Comment se répartit la charge, au regard du quotient familial, de l’enfant commun lorsque les deux concubins assurent conjointement l’entretien, qu’aucun d’eux ne justifie en avoir la charge principale et qu’ils n’ont pas désigné d’un accord commun celui d’entre eux auquel doit être attribuée la charge exclusive ou principale de l’enfant au plan fiscal ?

 

Le Conseil d’Etat a décidé de transposer les principes issus de son avis Mouthe.

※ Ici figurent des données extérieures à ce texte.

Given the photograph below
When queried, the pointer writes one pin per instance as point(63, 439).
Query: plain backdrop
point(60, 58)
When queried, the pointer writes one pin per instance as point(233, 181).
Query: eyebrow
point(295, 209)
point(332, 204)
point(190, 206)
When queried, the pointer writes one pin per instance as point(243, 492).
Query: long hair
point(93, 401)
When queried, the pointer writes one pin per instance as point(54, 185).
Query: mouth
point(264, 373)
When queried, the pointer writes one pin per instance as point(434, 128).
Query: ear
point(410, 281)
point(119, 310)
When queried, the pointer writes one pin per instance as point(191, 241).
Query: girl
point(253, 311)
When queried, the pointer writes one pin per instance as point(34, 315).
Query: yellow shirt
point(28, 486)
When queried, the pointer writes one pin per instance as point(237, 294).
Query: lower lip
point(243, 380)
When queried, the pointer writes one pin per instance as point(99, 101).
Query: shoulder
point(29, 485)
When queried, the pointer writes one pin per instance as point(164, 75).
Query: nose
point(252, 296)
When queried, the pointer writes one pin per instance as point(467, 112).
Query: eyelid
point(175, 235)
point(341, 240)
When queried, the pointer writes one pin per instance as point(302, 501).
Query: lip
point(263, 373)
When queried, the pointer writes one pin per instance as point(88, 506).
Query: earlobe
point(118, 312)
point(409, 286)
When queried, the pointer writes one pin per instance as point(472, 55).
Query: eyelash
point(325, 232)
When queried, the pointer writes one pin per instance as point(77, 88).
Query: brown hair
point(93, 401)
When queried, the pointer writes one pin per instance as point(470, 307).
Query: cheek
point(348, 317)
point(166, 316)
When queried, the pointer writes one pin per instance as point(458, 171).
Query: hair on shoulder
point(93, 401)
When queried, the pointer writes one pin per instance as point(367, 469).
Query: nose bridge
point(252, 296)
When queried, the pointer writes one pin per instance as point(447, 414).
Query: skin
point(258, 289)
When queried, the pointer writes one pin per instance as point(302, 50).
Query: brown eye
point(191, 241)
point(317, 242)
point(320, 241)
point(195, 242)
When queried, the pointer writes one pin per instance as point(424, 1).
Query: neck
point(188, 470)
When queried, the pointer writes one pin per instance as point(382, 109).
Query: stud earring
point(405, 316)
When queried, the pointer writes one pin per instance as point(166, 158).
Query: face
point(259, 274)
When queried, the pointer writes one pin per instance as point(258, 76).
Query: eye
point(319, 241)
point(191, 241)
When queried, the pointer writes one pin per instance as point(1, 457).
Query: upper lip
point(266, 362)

Il juge que la charge de l’enfant doit être réputée partagée à parts égales entre les deux parents vivant ensemble et imposés séparément et ouvre droit, par conséquent, à une majoration du nombre de parts égale à la moitié de celle à laquelle ouvrirait droit un enfant dont ce parent assumerait la charge d’entretien, à titre exclusif ou principal.

 

Il résulte de cette décision que les parents concubins bénéficient d’une majoration de :

 

– 0,25 part pour chacun des deux premiers enfants et de 0,5 part à compter du troisième enfant, s’ils n’assument par ailleurs la charge exclusive ou principale d’aucun autre enfant ;

 

– 0,25 pour le premier et 0,5 part à partir du deuxième, s’ils assument la charge exclusive ou principale d’un enfant ;

 

– 0,5 part pour chacun des enfants s’ils assument la charge exclusive ou principale d’au moins deux enfants.

 

La majoration attribuée en cas d’invalidité est également divisée par deux, chaque parent bénéficie en conséquence de 0,25 part dans cette hypothèse.

 

Puisque la majoration se détermine en fonction du nombre d’enfants à charge d’un parent, il est tout à fait possible qu’un même enfant commun au couple concubin ouvre droit à une majoration de quotient familial différente pour chacun de ses parents.

 

Espérons que cette solution du Conseil d’Etat, comme précédemment l’avis Mouthe, soit reprise par le législateur et donne lieu à une modification de la loi.

 

Clara DUBRULLE

VIVALDI-AVOCATS


[1] Prévu par l’article 194 du Code général des impôts

[2] Prévue à l’article 6, 1 du Code général des impôts

[3] Article 194, I, alinéas 5 à 9 du Code général des impôts

[4] Sauf disposition contraire dans la convention de divorce par consentement mutuel, la convention homologuée par le juge ou, le cas échéant, l’accord conclu avec l’autre parent.

[5] Etant précisé que pour l’attribution de cette majoration, l’enfant en garde alternée est décompté après les enfants dont le contribuable assume la charge exclusive ou principale.

[6] Cette pension devenait alors imposable chez celui qui avait fiscalement la charge de l’enfant.